Subsequent call to /auth body:

{"responseStatus":{"errorCode":"Not Authenticated","message":"Not Authenticated","stackTrace":"[Authenticate: 11/13/2014 3:27:49 PM]:\n[REQUEST: {}]\nServiceStack.HttpError: Not Authenticated\r\n at ServiceStack.Auth.AuthenticateService.Post(Authenticate request)\r\n at lambda_method(Closure , Object , Object )\r\n at ServiceStack.Host.ServiceRunner`1.Execute(IRequest request, Object instance, TRequest requestDto)","errors":[]}}

Update I crafted a small Python3 script to authenticate myself and call some other web service. After authentication using RememberMe=true, the cookies come back as expected: ss-id/pid are set fine and ss-opt=perm. I figured I would print the header cookie and just paste it into a header of another request to call a different service marked with [Authenticate]. It didn't work. So I tried something silly and pasted the ss-pid cookie value into the ss-id one. It worked.

Here's the failing cookie string (session redacted :)):

cookie = "ss-id=ss-ID-session-cookie; domain=.zola360.com; path=/; HttpOnly, ss- pid=ss-PID-session-cookie; domain=.zola360.com; expires=Tue, 14-Nov-2034 01:34:25 GMT; path=/; HttpOnly, ss-opt=perm; domain=.zola360.com; expires=Tue, 14-Nov-2034 01:34:25 GMT; path=/; HttpOnly, X-UAId=; domain=.zola360.com; expires=Tue, 14-Nov-2034 01:34:25 GMT; path=/; HttpOnly, 47=0; domain=.zola360.com; path=/, UserId=47; domain=.zola360.com; path=/"

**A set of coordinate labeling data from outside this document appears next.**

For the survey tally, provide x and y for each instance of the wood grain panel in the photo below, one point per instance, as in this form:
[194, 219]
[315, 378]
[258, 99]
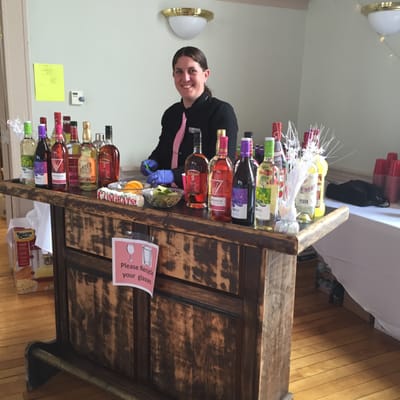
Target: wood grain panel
[193, 351]
[208, 262]
[101, 321]
[93, 233]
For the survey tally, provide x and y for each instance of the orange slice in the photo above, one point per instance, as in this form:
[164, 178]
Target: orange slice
[133, 185]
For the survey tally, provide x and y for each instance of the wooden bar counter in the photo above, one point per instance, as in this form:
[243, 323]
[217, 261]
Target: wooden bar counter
[219, 324]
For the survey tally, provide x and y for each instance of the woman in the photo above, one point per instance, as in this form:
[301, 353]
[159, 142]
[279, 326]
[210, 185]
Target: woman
[197, 109]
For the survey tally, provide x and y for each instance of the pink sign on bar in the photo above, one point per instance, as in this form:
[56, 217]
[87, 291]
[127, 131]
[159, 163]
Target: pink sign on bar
[134, 263]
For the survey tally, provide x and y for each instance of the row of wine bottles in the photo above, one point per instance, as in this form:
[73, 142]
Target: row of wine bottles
[63, 162]
[247, 192]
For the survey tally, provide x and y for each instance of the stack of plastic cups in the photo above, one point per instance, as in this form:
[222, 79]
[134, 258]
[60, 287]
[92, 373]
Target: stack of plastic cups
[380, 172]
[392, 183]
[391, 157]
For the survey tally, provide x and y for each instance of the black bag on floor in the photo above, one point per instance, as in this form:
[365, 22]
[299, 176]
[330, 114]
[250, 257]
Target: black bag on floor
[358, 193]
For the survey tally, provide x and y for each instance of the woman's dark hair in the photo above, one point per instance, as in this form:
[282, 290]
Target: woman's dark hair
[196, 55]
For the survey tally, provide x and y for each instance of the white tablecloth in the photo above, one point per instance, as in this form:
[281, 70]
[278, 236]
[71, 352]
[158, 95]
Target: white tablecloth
[364, 255]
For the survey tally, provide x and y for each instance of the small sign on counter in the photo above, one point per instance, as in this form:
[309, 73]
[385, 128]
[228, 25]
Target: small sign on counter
[134, 263]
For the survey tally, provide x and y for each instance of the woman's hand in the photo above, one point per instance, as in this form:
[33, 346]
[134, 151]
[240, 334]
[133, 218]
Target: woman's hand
[148, 166]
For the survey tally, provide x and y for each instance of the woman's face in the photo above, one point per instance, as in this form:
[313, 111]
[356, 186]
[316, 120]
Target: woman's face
[189, 79]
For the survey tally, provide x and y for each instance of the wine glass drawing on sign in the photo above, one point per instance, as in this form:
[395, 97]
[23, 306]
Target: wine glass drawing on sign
[130, 248]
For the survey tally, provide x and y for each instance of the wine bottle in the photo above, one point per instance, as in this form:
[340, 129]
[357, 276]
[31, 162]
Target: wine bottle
[279, 159]
[59, 162]
[42, 160]
[196, 170]
[220, 132]
[307, 197]
[109, 160]
[243, 187]
[87, 163]
[220, 183]
[99, 140]
[27, 147]
[57, 121]
[267, 186]
[67, 128]
[322, 170]
[74, 151]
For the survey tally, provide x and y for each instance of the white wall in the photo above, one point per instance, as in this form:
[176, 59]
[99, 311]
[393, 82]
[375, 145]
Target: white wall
[350, 83]
[119, 53]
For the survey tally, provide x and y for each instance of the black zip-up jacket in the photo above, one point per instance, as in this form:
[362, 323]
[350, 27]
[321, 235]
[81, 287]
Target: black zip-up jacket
[208, 114]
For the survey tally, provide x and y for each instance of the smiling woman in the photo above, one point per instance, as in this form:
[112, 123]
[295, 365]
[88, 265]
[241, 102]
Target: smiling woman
[196, 109]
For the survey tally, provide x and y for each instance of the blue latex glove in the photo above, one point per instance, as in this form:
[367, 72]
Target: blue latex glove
[148, 166]
[161, 177]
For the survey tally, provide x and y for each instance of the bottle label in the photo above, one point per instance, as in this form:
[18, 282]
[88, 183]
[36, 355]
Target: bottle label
[105, 168]
[27, 161]
[27, 174]
[193, 181]
[218, 203]
[59, 178]
[239, 203]
[263, 203]
[41, 173]
[73, 170]
[320, 183]
[87, 169]
[307, 196]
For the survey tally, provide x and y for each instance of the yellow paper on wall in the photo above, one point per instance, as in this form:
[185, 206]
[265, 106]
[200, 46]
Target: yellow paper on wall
[49, 82]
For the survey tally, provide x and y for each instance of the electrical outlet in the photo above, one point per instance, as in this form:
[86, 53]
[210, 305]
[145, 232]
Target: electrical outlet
[76, 97]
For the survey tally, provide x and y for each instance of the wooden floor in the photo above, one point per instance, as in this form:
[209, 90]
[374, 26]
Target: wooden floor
[335, 354]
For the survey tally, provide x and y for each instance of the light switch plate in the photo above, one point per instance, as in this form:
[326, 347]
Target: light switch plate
[76, 97]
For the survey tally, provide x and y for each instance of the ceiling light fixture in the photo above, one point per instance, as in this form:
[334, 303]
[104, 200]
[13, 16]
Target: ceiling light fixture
[384, 17]
[187, 22]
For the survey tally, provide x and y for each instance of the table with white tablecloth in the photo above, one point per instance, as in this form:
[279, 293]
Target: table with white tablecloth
[364, 256]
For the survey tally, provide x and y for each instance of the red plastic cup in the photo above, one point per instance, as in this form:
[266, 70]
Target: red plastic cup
[394, 169]
[380, 172]
[392, 156]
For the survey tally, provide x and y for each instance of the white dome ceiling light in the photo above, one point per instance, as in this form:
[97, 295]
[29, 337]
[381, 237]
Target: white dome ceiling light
[384, 17]
[187, 23]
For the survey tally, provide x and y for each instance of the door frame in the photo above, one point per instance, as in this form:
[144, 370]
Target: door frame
[15, 89]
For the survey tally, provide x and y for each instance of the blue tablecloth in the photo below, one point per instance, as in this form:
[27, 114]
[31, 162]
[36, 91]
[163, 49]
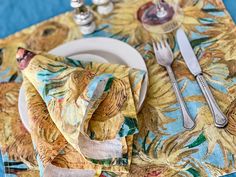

And simply pasting the ss-pid value into ss-id works:

cookie = "ss-id=ss-PID-session-cookie; domain=.zola360.com; path=/; HttpOnly, ss- pid=ss-PID-session-cookie; domain=.zola360.com; expires=Tue, 14-Nov-2034 01:34:25 GMT; path=/; HttpOnly, ss-opt=perm; domain=.zola360.com; expires=Tue, 14-Nov-2034 01:34:25 GMT; path=/; HttpOnly, X-UAId=; domain=.zola360.com; expires=Tue, 14-Nov-2034 01:34:25 GMT; path=/; HttpOnly, 47=0; domain=.zola360.com; path=/, UserId=47; domain=.zola360.com; path=/"

And the Python3 script I used:

import httplib2 as http
import json

try:
    from urlparse import urlparse
except ImportError:
    from urllib.parse import urlparse

headers = {
    'Accept': 'application/json',
    'Content-Type': 'application/json; charset=UTF-8'
}

uri = 'https://mysite.com'
path = '/api2/auth/credentials'

target = urlparse(uri+path)
method = 'POST'
body = '{"username": "username", "password": "password", "RememberMe": "true"}'.encode()

h = http.Http()

response, content = h.request(target.geturl(), method, body, headers)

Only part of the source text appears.